FATTE SALVE le debite proporzioni rispetto ai personaggi appena citati, bisogna dire che Mario De Vito, giornalista del manifesto, è riuscito nella non facile impresa di creare una figura di detective inconsueta e davvero intrigante. Si tratta del commissario Francesco Santacaterina, di cui ha visto la luce la seconda indagine: Due minuti a mezzanotte (Fila 37, pp. 189, euro 14). Innanzi tutto Santacaterina è un ex spacciatore che si è ritrovato poliziotto praticamente per caso.

Naturalmente non possiede una preparazione specifica e quindi non si lascia guidare da nessun metodo particolare. Segue le proprie intuizioni e le proprie riflessioni, ma non è mai assolutamente sicuro di quello che fa, anzi il suo livello di autostima è piuttosto basso. Si sente un perdente, un fallito e quando la delusione, la depressione la sconfitta lo incalzano più da vicino si rifugia nell’alcol e nelle droghe. Laavora a San Benedetto del Tronto, dove in genere non succede nulla di eccezionale.

E a Santacaterina sembra star bene così. Come afferma lui stesso all’inizio del libro: «a San Benedetto avrei potuto condurre una vita tranquilla e lontana dai guai, risolvendo piccoli cas[…]i. Volevo solo scivolare tranquillamente nel mio mare di alcol a buon mercato e di marijuana, tra il bar sotto casa e il mio piccolo appartamento tranquillo». Naturalmente le cose non andranno così e il commissario Santacaterina si ritroverà coinvolto in una vicenda spinosa e dalle implicazioni inaspettate.

TUTTO HA INIZIO con il ritrovamento del cadavere di un giovane neofascista davanti a un centro di preghiera islamico.

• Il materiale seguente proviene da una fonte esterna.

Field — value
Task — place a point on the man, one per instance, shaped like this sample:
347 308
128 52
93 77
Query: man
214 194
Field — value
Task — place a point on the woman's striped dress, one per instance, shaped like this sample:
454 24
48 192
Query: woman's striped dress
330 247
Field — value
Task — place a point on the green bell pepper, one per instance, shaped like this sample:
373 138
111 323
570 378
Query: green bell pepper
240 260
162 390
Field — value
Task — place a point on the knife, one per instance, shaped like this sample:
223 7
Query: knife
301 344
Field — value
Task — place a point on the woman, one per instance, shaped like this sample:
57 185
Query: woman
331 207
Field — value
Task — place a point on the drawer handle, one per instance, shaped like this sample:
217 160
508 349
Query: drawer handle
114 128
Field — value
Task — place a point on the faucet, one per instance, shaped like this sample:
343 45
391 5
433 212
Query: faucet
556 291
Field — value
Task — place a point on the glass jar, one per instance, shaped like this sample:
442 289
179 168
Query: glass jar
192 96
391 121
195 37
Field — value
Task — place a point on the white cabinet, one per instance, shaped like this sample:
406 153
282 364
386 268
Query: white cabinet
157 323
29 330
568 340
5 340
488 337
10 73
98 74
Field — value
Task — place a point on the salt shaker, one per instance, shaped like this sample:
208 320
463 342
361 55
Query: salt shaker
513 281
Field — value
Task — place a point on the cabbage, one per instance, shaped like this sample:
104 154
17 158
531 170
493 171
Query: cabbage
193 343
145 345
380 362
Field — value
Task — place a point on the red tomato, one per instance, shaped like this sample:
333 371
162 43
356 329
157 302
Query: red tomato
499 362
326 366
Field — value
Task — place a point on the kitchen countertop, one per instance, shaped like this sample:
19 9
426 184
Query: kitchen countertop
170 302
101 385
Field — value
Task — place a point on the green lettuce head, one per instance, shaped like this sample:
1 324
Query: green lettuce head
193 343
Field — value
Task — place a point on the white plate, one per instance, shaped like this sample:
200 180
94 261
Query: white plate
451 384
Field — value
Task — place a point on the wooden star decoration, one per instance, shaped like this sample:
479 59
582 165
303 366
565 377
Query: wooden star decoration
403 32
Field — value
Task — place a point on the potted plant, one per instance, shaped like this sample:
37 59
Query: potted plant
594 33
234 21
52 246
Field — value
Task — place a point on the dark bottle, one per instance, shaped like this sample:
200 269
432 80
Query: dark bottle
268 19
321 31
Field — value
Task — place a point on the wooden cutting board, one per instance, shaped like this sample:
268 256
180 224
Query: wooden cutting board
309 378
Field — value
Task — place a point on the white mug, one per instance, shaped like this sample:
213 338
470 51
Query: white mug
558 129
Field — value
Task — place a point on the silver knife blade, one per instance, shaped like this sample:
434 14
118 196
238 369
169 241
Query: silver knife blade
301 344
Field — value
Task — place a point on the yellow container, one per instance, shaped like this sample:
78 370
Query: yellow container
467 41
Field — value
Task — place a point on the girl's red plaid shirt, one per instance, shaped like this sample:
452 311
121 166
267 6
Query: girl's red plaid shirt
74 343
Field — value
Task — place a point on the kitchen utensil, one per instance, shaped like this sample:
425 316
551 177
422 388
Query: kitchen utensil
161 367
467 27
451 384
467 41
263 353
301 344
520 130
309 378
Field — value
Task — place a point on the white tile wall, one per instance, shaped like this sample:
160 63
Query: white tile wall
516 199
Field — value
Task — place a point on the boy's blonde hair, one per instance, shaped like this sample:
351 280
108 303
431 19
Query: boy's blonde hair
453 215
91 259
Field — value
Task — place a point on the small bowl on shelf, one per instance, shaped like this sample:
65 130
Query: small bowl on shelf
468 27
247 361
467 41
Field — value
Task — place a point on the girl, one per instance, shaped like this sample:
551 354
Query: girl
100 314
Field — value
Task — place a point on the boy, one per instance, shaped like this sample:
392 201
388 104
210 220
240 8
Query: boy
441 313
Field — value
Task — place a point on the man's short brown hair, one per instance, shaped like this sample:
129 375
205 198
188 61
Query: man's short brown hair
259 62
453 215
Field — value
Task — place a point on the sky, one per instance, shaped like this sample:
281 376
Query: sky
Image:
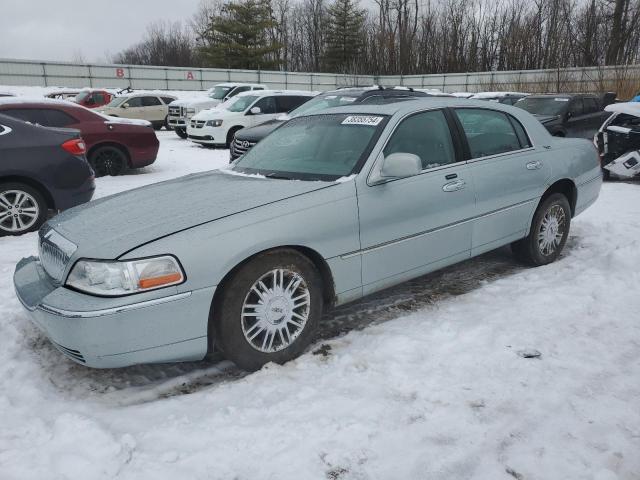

Subito la pacifica città si ritrova nell’occhio di un ciclone. Si scatenano tensioni, prende vigore l’odio contro i migranti, grazie soprattutto all’arrivo di un capopartito che «fino a pochi anni prima era un signor nessuno con delle idee da matto, ignorato da tutti e senza un grande peso nel dibattito politico», alle ultime elezioni, però, «era riuscito a quadruplicare i voti del suo partito soffiando sulle paure della gente».

E per di più la storia si complica andando a toccare anche fatti relativi a una guerra lontana, vedendo il coinvolgimento dell’antiterrorismo e di sporchi traffici. Insomma come in ogni buon noir Di Vito è perfettamente in grado di raccontare nel suo libro anche e soprattutto le contraddizioni, i conflitti, le porcherie che attraversano la realtà e la società contemporanea. Così come è capace di esprimere quel senso di sconfitta e di disperazione, pur con un quasi improbabile guizzo di speranza, tipico del genere.

Questo grazie soprattutto a una scrittura praticamente tutta in prima persona che, rifacendosi in maniera originale a precedenti illustri, è capace di esprimere quel senso di catastrofe, impregnato al contempo di moralità e di disillusione, quell’atmosfera di fine imminente evocato anche dal titolo. Il riferimento, come nel caso dell’omonima canzone degli Iron Maiden, è all’orologio dell’apocalisse che scandiva il tempo verso la fine del mondo causata da una guerra atomica e che arrivò al massimo appunto fino a due minuti a mezzanotte.